4. When a respondent has not shown any repentance or regret or remorse, no lenient view should be taken in the matter. It is difficult for the court either to shrug off or to hold the accusations made as comments of an outspoken ordinary man and permit the wrong headed to err therein.
SAHARA INDIA REAL ESTATE CORP LTD. V SEBI
Five Judges Bench Justice S.H. Kapadia, D.K. Jain S.S. Nijjar, Ranjana Desai and J.S. Khehar.
Judgment by Justice S.H. Kapadia, CJI
Importance Doctrine of Postponement
Facts of the Case 1. In a matter pending before it, the Supreme Court asked the SAHARA and SEBI to attempt to reach a consensus. 2. A day prior to the next date of hearing, one of the news channels flashed the details of the proposal made by SAHARA to SEBI 3. On a request made by SAHARA, the Supreme Court decided to take up the matter with regard to the reporting of subjudice matters.
It related to reporting of matters by electronic and print media.

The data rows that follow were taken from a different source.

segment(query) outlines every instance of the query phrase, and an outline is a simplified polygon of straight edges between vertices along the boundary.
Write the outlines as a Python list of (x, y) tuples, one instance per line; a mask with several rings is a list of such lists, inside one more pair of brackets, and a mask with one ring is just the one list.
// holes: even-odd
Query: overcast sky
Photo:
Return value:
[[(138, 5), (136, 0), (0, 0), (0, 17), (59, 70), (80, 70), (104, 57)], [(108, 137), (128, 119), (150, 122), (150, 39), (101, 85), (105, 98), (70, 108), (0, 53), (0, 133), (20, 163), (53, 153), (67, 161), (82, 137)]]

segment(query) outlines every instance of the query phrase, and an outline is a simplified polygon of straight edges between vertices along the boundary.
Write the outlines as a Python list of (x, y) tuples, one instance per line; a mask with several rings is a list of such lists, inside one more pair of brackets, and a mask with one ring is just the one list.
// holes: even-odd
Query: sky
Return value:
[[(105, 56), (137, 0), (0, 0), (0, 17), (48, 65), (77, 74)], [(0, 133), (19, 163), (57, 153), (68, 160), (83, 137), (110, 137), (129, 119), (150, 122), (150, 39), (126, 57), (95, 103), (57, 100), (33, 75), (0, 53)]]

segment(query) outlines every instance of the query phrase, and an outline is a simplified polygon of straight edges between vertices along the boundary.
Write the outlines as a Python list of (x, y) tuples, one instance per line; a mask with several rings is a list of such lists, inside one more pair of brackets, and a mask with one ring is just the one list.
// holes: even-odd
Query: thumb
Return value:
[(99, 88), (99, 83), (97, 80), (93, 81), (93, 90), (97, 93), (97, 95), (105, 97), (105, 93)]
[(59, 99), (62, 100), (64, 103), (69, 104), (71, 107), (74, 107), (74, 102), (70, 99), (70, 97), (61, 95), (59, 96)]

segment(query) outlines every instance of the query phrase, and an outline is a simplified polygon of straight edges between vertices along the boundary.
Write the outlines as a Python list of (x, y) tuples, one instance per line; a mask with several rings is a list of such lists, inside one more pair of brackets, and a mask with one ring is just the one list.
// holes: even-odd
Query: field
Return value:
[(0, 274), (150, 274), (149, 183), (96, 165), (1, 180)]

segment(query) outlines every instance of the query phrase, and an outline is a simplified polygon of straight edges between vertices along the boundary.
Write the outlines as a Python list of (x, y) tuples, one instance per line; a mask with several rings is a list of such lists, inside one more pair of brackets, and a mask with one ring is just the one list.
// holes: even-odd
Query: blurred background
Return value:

Issues Raised 1. Whether the courts can lay down guidelines for the media? 2. Whether the media should self regulate itself. 3. The balancing of rights under Articles 19(1)(a) vis a vis 21
There is a difference between law making and framing of guidelines. Hence, can the Supreme Court entertain such a matter.
Law Laid Down
Open justice permits fair and accurate reports of court proceedings to be published.
1. Free speech, in appropriate cases, has got to co-relate with right to a fair trial. 2. Trial by newspapers comes in the category of acts which interferes with the course of justice or due administration of justice. 3. Prior restraint has not been rejected as constitutionally impermissible.
Postponement of publicity is a judicial mechanism to balance presumption of innocence. The applicant who seeks order of postponement of publicity must displace the presumption of open justice.
Postponement order not only safeguards fairness of the later or connected trials, it prevents possible contempt by the media.
Balancing of rights under Article 19(1) or equal public interest by order of postponement of publication or publicity would apply in cases in which there is real and substantial risk of prejudice to the proper administration of justice or to the fairness of trial and within the parameters of necessity and proportionality which would satisfy the test of reasonableness in Articles 14 and 19(2).
The postponement orders is a neutralizing device evolved by the Courts to balance interests of equal weightage, viz. freedom of expression vis a vis freedom of trial, in the context of the law of contempt.
Order of postponement should be passed only when reasonable alternative methods or measures such as change of venue or postponement of trial will not prevent the risk to the fairness of the trial and when the salutary effects of such orders outweigh the deleterious effects to the free expression of those effected by the prior restraint.
The postponement order is not a punitive measure, but a preventive measures.
The text of Article 141 means law made while interpreting the statutes or the Constitution. Such judicial law making is a part of judicial process.